The first stage also known as penetration concrete cover. In the present of aggressive elements such as chloride and carbon dioxide in the surrounding, concrete cover is penetrated. Beginning at the surface of concrete and moving gradually towards the inner zone. When these aggressive agents reach the steel bar, the protective layer may be locally destroyed if the concentration is at the surface of steel bar reaches critical level. Penetration of carbon dioxide in concrete is also known as diffusion process. The reaction rate is higher when the concrete is in dry condition, however the carbonation reaction will not occur without the present of pore solution in concrete.

The duration of this stage is affected by the cover depth and corrosion rate of the aggressive agent as well as the concentration required to depassivate the steel bar. Therefore, the quality of concrete cover in terms of porosity, permeability and microclimatic conditions at the concrete surface is important factors to be considered in controlling the rate of ingress of the aggressive agents.

Corrosion begins when the protective layer of the reinforcement is broken down. Once this layer is destroyed, corrosion will occur with the presence of oxygen and water on the surface of the reinforcement whereas corrosion rate determines the time taken to reach the minimal acceptable state of structure. The corrosion rate may vary depending on the temperature and humidity of surrounding.
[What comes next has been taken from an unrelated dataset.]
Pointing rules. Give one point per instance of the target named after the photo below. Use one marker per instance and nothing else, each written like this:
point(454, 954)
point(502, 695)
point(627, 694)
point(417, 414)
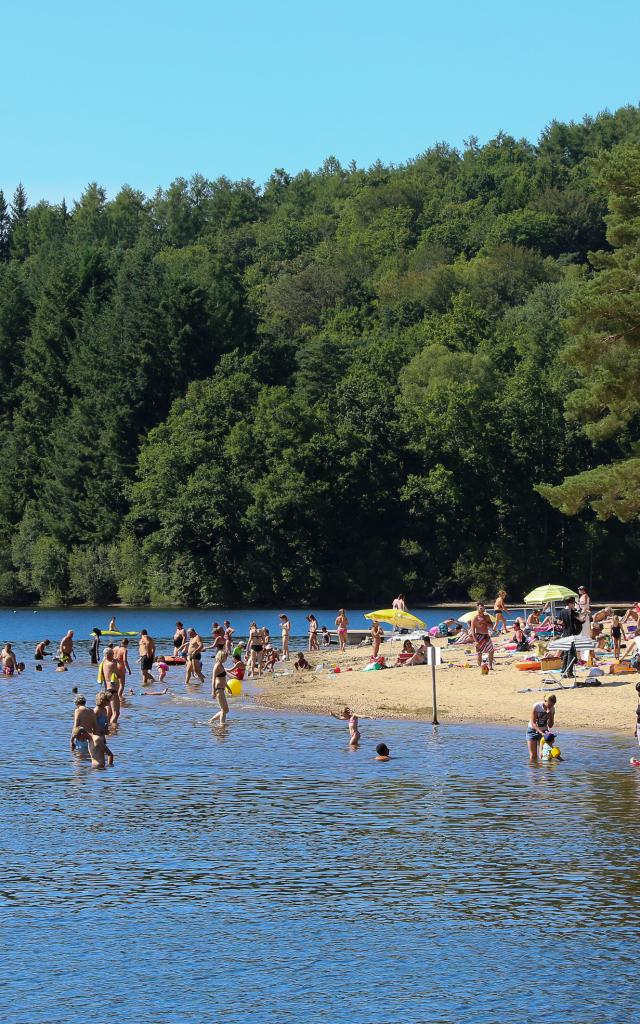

During the second stage of corrosion, propagation process begins when these aggressive elements are in rather high concentrations at the reinforcement level. Then the steel bar may undergo depassivation process where the metallic surface is reduced by aggressive agents and initiates rust growth. When reinforcement corrodes, it undergoes a more or less localized dissolution, and it is covered with unstable corrosion products which ultimately lead to breaking of concrete cover. The reduction of steel cross sectional area and simultaneous rust swelling induce significant decrease of the bonding between steel and concrete.
Protective Measures Applied to control corrosion
1. Construction Practices
Steel frames or reinforcement are usually protected from premature corrosion by painting. Therefore good geometric design and good practice is the important factor in successfully protecting the concrete structures from corrosion. Environment at building site are not conducive to refinements such as chemical, precleaning, conversion coatings, and automatic paint application. A rugged approach is inevitable and the quality of the results depends on the skill, conscientiousness, and supervision of those who carry out the work.
2. Design
Good design of concrete structures may protect the structure from corrosion. The lesser time water spends in contact with structure, the less is the chance of corrosion regardless of what type of painting used. Sources of water in this context are usually from rain, snow and internal sources by condensation. Therefore, to avoid trapping of water; angled sections must be oriented to drain freely. For example, box sections are end-capped or fitted with drainage hole. Additionally, crevices must also be eliminated to avoid oxygen-depleted water traps so that crevice corrosion will not occur. Traps in which dust and debris can accumulate and absorb condensate must also be eliminated.
3. Protection
In practice, bare rolled steel sections may carry patches as strongly adherent mill scale from hot rolling as purchased. These patches of mill scale can absorb water through the paint, forming an electrolyte that stimulates corrosion of the steal underneath the paint. Therefore, these patches should be removed by leaving the steel in a stockyard open to weather before assembly.
Painting or coating is expensive because it is labor intensive. Thus, in practice no more is applied than is needed. The treatment varies with the position within the structure. As an illustration, for building in contact with external side where conditions are most aggressive; it is necessary to use galvanized steel sections overlaid with a thick paint coating. However, concealed steel sections in the interior of a warmed air-conditioned building can sometimes be left uncoated. In short, thickness of paint should be adjusted to suit intermediate situations.